Les gogos des LBO

Par François Lenglet, rédacteur en chef à La Tribune.

Il y trois ans, le prix des logements a commencé a chuter dans les états américains du Nevada, de Californie, de Floride et d'Arizona. Largement ignorée à l'époque, cette information était un fait porteur d'avenir. On y voyait les prémices de la crise des "subprimes" qui allait se déclencher en février 2007, et de son effet dévastateur. Les graves difficultés de l'entreprise Monier, un fabricant de toitures, et le "bouillon" qu'elles occasionnent pour son propriétaire, le fonds d'investissement Paribas Affaires Industrielles, pourraient bien être l'un de ces événements précurseurs, annonçant une nouvelle secousse financière.
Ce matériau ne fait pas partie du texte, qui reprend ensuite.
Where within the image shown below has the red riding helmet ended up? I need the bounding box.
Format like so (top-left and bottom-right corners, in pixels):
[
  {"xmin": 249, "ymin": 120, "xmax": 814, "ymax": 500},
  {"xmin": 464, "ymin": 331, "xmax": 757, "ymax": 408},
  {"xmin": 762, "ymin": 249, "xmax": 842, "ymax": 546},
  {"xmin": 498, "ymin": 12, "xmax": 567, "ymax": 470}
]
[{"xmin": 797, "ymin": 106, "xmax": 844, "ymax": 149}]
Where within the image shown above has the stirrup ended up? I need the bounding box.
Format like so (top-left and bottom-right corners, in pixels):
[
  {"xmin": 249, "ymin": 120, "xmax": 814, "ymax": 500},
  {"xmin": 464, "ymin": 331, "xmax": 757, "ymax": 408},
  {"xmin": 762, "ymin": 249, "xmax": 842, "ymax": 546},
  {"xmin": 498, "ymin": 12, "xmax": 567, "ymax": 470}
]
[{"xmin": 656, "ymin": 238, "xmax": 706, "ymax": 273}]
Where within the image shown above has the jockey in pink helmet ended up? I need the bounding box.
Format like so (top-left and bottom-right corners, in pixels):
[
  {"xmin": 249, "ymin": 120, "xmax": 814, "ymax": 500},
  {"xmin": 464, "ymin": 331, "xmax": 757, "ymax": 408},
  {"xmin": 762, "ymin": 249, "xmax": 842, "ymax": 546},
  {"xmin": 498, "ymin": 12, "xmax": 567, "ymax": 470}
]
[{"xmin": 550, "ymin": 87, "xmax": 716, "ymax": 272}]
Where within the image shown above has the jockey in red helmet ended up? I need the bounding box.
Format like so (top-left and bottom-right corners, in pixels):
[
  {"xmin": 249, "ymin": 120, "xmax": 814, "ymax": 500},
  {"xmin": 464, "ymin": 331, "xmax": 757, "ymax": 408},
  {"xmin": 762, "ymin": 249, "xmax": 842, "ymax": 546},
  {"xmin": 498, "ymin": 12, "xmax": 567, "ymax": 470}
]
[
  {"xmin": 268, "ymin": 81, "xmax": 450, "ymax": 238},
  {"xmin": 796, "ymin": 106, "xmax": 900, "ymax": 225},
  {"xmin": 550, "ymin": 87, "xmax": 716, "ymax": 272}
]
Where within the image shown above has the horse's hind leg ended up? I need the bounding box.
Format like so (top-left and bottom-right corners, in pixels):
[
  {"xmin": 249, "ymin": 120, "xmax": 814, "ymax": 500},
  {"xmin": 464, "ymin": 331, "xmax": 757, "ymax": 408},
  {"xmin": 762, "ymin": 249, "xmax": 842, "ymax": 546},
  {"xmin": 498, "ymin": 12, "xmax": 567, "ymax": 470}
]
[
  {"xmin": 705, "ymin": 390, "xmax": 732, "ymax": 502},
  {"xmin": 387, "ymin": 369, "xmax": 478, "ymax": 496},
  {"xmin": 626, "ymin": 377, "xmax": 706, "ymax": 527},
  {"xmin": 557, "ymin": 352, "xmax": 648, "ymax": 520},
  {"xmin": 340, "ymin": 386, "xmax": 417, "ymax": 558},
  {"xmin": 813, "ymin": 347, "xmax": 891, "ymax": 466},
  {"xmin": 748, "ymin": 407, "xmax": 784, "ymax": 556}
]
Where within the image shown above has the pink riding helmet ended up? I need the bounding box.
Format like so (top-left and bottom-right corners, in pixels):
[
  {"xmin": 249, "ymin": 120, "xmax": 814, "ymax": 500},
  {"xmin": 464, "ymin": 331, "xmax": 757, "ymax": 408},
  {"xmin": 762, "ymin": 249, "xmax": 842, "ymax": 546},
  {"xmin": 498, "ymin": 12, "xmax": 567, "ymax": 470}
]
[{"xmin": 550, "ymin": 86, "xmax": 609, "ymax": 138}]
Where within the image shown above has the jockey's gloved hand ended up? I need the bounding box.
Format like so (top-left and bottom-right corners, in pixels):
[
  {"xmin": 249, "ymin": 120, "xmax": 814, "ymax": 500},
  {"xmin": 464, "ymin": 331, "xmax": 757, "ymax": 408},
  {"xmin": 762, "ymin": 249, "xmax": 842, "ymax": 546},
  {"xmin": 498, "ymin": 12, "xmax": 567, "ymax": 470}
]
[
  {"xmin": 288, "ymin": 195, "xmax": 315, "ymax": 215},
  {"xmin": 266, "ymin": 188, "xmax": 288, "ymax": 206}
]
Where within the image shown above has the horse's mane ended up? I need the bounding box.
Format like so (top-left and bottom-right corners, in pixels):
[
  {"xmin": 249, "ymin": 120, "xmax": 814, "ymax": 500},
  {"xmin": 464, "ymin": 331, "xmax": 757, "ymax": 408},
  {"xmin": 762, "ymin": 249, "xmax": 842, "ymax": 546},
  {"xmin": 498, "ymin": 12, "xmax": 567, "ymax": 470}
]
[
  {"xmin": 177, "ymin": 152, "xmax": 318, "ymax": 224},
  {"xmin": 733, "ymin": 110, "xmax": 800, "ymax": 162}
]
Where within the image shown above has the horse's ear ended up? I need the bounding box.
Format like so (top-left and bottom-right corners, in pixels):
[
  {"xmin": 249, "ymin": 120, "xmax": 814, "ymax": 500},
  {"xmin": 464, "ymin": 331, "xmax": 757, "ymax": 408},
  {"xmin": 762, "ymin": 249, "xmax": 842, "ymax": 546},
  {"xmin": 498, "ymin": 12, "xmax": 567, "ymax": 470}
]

Jusqu'en 2007, les rachats d'entreprise par endettement se sont multipliés, à des prix toujours plus élevés, pour des centaines de milliards de dollars. Certaines firmes ont changé de propriétaire plusieurs fois dans l'année, exactement comme une tonne de cuivre sur le marché des matières premières. Emprunts faciles, rémunérations délirantes, naïveté incroyable : les artistes du "private equity" qui réalisaient ces montages périlleux ont succombé aux mêmes illusions que Wall Street.

Soulignons l'esprit d'à propos de Paribas Affaires Industrielles, qui achète Monier en février 2007, c'est-à-dire presque au plus haut. Ou encore celui de Wendel, qui monte au capital de Saint-Gobain encore plus tard. Ces gogos du LBO sont comme des Cendrillons à l'envers : ils sont montés dans le carrosse à minuit moins deux. Et ils vont passer la nuit dans la citrouille.

La bulle des "Leverage Buy Out", ces rachats d'entreprise financé par emprunt, est en train d'exploser, sous l'effet de l'effondrement de la conjoncture et de la raréfaction du crédit. Comme pour les "subprimes", le dénouement des positions va se traduire par des créances irrecouvrables et des pertes bancaires. Nous voici au mieux à mi-chemin de la crise, trois ans après son commencement : les bulles boursières et immobilières ont crevé, celle de l'endettement se dégonfle seulement. Restera la fille de toutes les bulles, plus grosse que les mères, celle de la dette des états.

Pour soigner ces spéculations, il n'y a qu'un remède, mais il est toujours efficace : la baisse des prix. Si une crise est longue, c'est à cause de notre réticence psychologique à accepter les ajustements - le déni. A cause de notre désir de retrouver le monde d'avant. Le temps de la crise est celui de l'esprit humain, de la difficulté qu'il éprouve à accepter que le carrosse soit devenu citrouille.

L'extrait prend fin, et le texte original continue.